Once ratified, the Ballast Water Management Convention 2004 will require shipowners to understand compliance standards, develop a ballast water management plan, select and install a treatment system and train personnel to operate it. Ships also will be subject to survey, certification and inspection, according to the updated UK P&I Club legal briefing.
The convention must be ratified by 30 states representing 35 percent of the world’s merchant shipping tonnage before the regulations can go into effect. To date, signatures amounting to 29 percent of the world’s merchant shipping tonnage have been obtained. The remaining signatures are expected shortly, UK P&I Club says.
There is strong support for the convention because of evidence that invasive species damage the environment and have a negative impact on human livelihoods through the depletion of native fish stocks, UK P&I Club says.

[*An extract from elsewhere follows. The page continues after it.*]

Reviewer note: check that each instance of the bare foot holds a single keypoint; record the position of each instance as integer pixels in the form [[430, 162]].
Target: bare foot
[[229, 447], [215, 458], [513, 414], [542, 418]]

The IMO Environment Protection Committee has developed and adopted a series of guidelines to ensure the convention’s regulations are applied uniformly.
The guidelines cover ballast water sampling, risk assessment, ballast water exchange design and construction standards.
UK P&I Club is urging shipowners to begin familiarizing themselves with the requirements of the convention. The cost of compliance will be high and likely require some financing, the insurer says. A ballast water treatment system can cost between $500,000 to $4 million, a figure that doesn’t include the expense of drydocking, installation and developing a water management plan.
The EPA issued a final vessel general permit in March 2013 regulating discharges from commercial vessels, including ballast water. The permit tightens the discharge standard on invasive species, protects the nation’s waters from ship-borne pollutants and eliminates duplicative reporting requirements, the EPA says.
The 27 specific discharge categories apply to commercial vessels greater than 79 feet, and the new permit will replace the 2008 vessel general permit due to expire on Dec. 19, 2013.